If you have a switched LAN, chances are you've run redundant links between your switches, since this doesn't cost much extra. You'll run Spanning Tree to avoid loops, and create multiple VLANs to let you make use of those ‘spare' links.
But while Spanning Tree does give you an alternative path through the network if a link or card fails, it can take time to sort itself out. And in the meantime, no traffic will be carried. It used to be that an outage of a few minutes was acceptable, since the alternative was waiting for someone to physically replace, repatch or reconfigure something, but on a resilient network the users shouldn't even notice if a cable snaps or a switch blows up. So you have to make sure you've tuned the setup - even if you're running Rapid Spanning Tree (802.1w), you can experiment with timer settings to suit your environment.

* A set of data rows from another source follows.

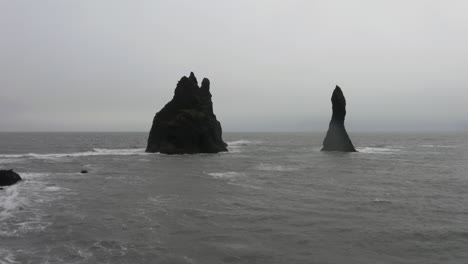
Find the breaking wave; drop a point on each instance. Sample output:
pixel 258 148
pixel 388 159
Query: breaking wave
pixel 378 150
pixel 225 175
pixel 94 152
pixel 242 142
pixel 9 201
pixel 270 167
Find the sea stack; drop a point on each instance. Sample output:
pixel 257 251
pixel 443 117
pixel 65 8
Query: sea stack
pixel 187 124
pixel 337 138
pixel 8 177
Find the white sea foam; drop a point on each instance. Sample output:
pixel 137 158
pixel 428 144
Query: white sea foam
pixel 243 142
pixel 437 146
pixel 235 146
pixel 270 167
pixel 9 201
pixel 378 150
pixel 6 257
pixel 94 152
pixel 225 175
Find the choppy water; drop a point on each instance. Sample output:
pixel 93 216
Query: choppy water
pixel 274 198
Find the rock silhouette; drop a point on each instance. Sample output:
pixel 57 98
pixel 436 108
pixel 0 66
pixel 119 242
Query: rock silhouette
pixel 337 138
pixel 187 124
pixel 8 177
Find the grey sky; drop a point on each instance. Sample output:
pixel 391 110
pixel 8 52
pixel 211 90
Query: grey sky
pixel 111 65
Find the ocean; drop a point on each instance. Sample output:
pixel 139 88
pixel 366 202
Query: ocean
pixel 274 198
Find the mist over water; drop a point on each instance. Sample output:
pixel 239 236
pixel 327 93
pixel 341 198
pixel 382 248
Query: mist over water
pixel 274 198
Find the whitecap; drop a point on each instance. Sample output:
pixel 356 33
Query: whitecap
pixel 94 152
pixel 376 150
pixel 6 257
pixel 243 142
pixel 438 146
pixel 225 175
pixel 270 167
pixel 9 201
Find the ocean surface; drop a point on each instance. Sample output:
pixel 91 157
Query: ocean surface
pixel 274 198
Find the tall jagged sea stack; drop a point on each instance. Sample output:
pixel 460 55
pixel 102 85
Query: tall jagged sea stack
pixel 187 124
pixel 337 138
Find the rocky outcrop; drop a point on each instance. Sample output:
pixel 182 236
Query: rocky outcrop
pixel 337 138
pixel 187 124
pixel 8 177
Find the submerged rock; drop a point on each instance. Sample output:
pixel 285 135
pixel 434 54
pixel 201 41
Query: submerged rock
pixel 337 138
pixel 187 124
pixel 8 177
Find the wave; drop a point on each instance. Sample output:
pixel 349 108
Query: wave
pixel 437 146
pixel 94 152
pixel 378 150
pixel 270 167
pixel 9 201
pixel 243 142
pixel 6 257
pixel 225 175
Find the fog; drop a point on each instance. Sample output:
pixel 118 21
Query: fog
pixel 93 65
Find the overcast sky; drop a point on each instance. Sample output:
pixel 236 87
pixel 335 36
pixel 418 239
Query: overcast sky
pixel 91 65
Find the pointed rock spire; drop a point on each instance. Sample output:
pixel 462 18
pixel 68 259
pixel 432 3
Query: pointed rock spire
pixel 193 78
pixel 187 124
pixel 337 138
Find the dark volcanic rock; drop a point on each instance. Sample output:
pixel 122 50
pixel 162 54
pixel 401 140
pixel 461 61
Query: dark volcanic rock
pixel 337 138
pixel 187 124
pixel 8 177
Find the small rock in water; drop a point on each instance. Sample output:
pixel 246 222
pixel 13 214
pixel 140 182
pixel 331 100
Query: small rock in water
pixel 8 177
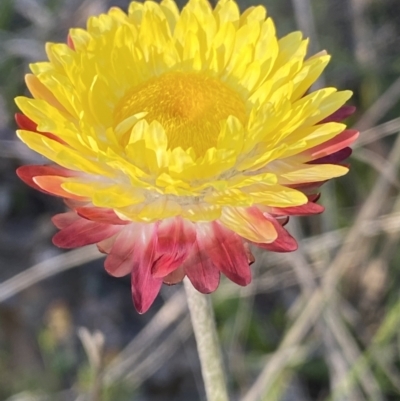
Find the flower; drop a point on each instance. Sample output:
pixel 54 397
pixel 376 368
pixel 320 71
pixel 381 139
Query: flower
pixel 178 139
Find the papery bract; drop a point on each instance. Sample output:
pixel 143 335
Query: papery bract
pixel 178 139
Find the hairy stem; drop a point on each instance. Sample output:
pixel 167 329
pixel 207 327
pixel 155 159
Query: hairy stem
pixel 202 315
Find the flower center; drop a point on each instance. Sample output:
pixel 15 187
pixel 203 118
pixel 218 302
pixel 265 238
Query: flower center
pixel 190 107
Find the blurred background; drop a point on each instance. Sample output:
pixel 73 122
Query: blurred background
pixel 322 323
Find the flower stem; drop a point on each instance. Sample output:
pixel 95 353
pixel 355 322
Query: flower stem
pixel 205 332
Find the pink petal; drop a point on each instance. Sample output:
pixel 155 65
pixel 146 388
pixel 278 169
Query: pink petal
pixel 175 277
pixel 101 215
pixel 119 262
pixel 83 232
pixel 199 267
pixel 52 184
pixel 64 220
pixel 27 124
pixel 250 257
pixel 145 287
pixel 303 210
pixel 28 173
pixel 284 243
pixel 175 238
pixel 229 254
pixel 106 245
pixel 335 144
pixel 340 115
pixel 334 158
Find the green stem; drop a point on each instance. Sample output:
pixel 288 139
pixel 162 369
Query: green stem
pixel 205 332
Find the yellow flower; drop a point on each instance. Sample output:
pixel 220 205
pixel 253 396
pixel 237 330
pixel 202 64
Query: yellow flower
pixel 180 137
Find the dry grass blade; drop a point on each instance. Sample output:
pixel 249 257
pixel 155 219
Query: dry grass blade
pixel 378 132
pixel 46 269
pixel 152 361
pixel 143 343
pixel 380 107
pixel 345 257
pixel 353 354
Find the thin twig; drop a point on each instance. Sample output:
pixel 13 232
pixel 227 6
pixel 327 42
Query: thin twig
pixel 46 269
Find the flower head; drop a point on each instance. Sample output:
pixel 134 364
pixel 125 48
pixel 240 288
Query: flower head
pixel 179 138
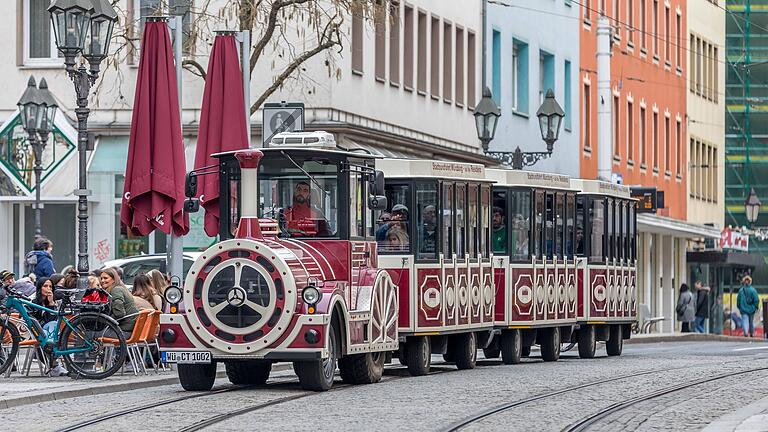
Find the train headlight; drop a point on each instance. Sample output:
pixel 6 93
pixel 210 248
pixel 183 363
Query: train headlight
pixel 311 295
pixel 172 295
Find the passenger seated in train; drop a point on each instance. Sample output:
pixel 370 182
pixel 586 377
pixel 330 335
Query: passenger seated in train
pixel 499 231
pixel 428 230
pixel 302 218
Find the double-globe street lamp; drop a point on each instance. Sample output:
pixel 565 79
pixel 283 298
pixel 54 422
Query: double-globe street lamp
pixel 82 28
pixel 37 109
pixel 550 115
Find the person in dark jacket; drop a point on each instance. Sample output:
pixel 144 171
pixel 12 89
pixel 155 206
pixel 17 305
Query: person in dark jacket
pixel 41 250
pixel 702 307
pixel 685 308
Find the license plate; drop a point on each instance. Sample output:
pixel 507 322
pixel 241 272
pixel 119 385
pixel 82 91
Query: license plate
pixel 186 357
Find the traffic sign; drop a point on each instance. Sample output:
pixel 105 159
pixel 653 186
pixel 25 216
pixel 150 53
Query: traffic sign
pixel 281 117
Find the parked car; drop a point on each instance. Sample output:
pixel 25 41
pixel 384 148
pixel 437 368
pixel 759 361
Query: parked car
pixel 135 265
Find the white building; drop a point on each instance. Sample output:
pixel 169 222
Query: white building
pixel 405 86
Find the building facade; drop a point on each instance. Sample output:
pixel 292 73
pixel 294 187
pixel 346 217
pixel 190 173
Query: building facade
pixel 522 63
pixel 404 84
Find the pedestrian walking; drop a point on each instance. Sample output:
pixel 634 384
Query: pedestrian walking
pixel 685 308
pixel 748 302
pixel 702 307
pixel 40 261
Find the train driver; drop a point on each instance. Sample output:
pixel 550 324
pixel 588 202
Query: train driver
pixel 301 212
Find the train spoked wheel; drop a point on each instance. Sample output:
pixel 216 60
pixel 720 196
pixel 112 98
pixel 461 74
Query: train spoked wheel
pixel 362 368
pixel 587 341
pixel 464 348
pixel 512 346
pixel 198 377
pixel 418 355
pixel 550 344
pixel 250 372
pixel 615 343
pixel 317 375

Installing multiple links between two devices lets you configure link aggregation (802.3ad - EtherChannel in Cisco-speak), so that you don't even have to worry about Spanning Tree timeouts if one of these links fails. As far as the Layer 2 protocol is concerned, it's just one link, so if one individual connection fails, there's no outage. Most hardware allows you to spread these links over multiple line cards in a chassis-based switch, so even if a card fails, your users shouldn't notice.

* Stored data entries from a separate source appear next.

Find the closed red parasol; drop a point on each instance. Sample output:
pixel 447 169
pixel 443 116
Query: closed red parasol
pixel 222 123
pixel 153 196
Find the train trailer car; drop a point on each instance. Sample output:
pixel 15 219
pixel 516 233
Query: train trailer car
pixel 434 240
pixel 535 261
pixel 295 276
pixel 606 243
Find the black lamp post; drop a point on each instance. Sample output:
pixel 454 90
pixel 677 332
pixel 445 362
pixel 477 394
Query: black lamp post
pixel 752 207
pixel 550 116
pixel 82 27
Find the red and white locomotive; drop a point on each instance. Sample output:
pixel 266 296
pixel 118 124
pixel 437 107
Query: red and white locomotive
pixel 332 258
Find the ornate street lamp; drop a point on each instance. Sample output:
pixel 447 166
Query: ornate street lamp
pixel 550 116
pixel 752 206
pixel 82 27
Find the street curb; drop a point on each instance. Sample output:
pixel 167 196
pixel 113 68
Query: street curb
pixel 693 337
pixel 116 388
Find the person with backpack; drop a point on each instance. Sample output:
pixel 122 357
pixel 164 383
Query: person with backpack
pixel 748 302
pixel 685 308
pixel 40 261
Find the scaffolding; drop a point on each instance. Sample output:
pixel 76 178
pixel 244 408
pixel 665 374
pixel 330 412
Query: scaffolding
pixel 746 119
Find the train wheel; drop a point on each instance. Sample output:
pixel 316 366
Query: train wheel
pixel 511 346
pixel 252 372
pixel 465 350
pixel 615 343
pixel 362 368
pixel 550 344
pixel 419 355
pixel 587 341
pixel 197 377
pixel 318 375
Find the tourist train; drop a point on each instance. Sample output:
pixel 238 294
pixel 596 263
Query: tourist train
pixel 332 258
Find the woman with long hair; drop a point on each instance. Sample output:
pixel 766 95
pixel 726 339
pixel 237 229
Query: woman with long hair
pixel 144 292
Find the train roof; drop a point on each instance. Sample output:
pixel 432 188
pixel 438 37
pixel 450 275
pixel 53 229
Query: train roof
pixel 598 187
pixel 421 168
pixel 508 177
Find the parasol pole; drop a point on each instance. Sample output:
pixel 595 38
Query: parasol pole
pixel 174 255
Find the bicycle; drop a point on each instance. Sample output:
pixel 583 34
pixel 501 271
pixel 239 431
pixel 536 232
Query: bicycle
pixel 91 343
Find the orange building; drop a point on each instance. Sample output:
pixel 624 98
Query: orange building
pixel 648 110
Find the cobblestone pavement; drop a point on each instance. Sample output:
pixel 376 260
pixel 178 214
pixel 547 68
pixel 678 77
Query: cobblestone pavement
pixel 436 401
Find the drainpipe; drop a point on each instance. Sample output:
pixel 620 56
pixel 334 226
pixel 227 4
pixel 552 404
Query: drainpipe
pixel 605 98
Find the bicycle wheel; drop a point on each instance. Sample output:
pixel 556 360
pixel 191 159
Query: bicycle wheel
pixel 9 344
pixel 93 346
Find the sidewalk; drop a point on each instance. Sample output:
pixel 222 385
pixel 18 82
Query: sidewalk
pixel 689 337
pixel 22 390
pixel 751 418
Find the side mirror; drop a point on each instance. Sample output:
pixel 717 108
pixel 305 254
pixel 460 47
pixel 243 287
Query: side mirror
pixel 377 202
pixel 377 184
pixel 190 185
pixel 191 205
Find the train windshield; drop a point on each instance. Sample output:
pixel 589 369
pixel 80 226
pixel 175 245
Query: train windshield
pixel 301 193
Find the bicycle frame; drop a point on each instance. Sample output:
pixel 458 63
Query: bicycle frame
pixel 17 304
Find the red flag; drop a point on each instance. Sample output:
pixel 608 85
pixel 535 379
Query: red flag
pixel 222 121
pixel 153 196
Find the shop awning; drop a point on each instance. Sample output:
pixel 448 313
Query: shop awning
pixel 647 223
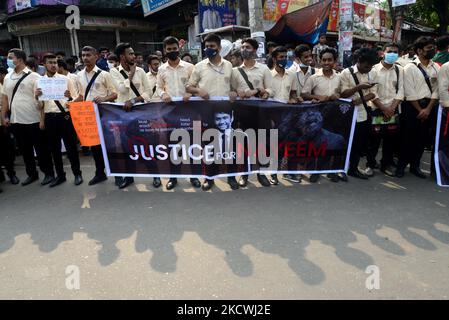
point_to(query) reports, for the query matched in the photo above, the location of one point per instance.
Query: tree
(435, 13)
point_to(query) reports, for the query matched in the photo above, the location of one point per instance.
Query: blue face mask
(391, 57)
(210, 53)
(10, 63)
(282, 63)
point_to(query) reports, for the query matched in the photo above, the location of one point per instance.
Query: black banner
(218, 138)
(442, 148)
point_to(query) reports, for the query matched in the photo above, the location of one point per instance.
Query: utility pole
(255, 11)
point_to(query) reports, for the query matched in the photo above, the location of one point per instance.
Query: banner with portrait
(219, 138)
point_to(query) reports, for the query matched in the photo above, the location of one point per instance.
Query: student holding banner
(132, 87)
(97, 86)
(20, 111)
(260, 82)
(357, 83)
(172, 79)
(213, 77)
(285, 89)
(418, 112)
(390, 92)
(56, 121)
(324, 86)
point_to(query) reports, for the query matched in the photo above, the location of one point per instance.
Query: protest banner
(84, 120)
(217, 138)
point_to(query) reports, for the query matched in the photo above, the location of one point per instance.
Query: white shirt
(24, 109)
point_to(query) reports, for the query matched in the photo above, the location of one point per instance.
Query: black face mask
(173, 55)
(429, 54)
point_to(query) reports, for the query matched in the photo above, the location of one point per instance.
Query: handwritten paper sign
(85, 122)
(52, 88)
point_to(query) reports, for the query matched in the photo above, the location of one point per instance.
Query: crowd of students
(396, 99)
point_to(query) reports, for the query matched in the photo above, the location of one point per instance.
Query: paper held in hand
(52, 88)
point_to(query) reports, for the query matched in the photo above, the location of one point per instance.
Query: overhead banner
(217, 13)
(217, 138)
(442, 148)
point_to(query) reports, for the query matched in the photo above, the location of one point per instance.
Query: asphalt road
(285, 242)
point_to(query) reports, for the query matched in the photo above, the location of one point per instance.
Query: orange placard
(85, 122)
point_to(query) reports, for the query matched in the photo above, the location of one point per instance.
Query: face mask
(246, 54)
(10, 63)
(429, 54)
(282, 63)
(173, 55)
(210, 53)
(391, 57)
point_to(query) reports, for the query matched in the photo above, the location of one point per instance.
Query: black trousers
(58, 128)
(388, 145)
(97, 153)
(29, 136)
(359, 143)
(7, 152)
(414, 136)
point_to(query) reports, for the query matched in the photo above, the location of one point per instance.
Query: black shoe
(243, 182)
(387, 170)
(57, 181)
(343, 177)
(157, 182)
(97, 179)
(263, 180)
(195, 183)
(13, 179)
(417, 172)
(171, 184)
(118, 181)
(399, 172)
(30, 180)
(274, 180)
(357, 174)
(78, 180)
(127, 181)
(207, 185)
(233, 183)
(296, 178)
(333, 177)
(47, 180)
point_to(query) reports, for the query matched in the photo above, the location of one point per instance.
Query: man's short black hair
(277, 51)
(152, 57)
(390, 45)
(329, 50)
(113, 57)
(170, 40)
(368, 55)
(89, 49)
(252, 42)
(299, 50)
(271, 44)
(121, 48)
(213, 38)
(442, 42)
(19, 54)
(62, 64)
(421, 42)
(48, 56)
(236, 53)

Your routing protocols also offer resilience, but again it may be a matter of tuning to make recovery quick enough. The maximum number of equal-cost WAN links your router will load-balance over may be vendor dependent and can potentially be changed. If you have unequally costed paths (different bandwidths, for instance), you may find you're not using the second one. It can be argued that having a backup link that's significantly smaller than your main one is a bit pointless, but at least you can set filters to let only the vital traffic through if your primary link fails.
Again, timers that determine how long it takes for your routing protocol to notice a failure can be tweaked - it's best to practise this in a test environment or out of hours though - and the algorithm itself will define how quickly a backup route can be brought into service, so make sure you know how they work by default and what you can alter.
Going back to redundancy for a moment, if you have multiple processors in a switch or router, how quickly does the secondary come online if the primary fails? You may have to pay extra for the software that provides the high availability option. Claims that a backup processor duplicates the state of the main one, so can take over quickly, need verification - this may (or may not) be true at Layer 2, but regardless of the clever things the hardware manufacturers can do, there are limits to how neighbouring routers learn new topologies and routing decisions are made. Some of these will need changes to routing protocol code to completely fix, so, short of proprietary mechanisms, it's unrealistic to expect completely hit-free recovery.
The main thing to understand is how the various network protocols on your network behave, and what can - and should - be tuned. Investigate all the non-default settings, try some changes out (not in your live network!), and see what you can do to improve recovery times so your users don't spot the outages.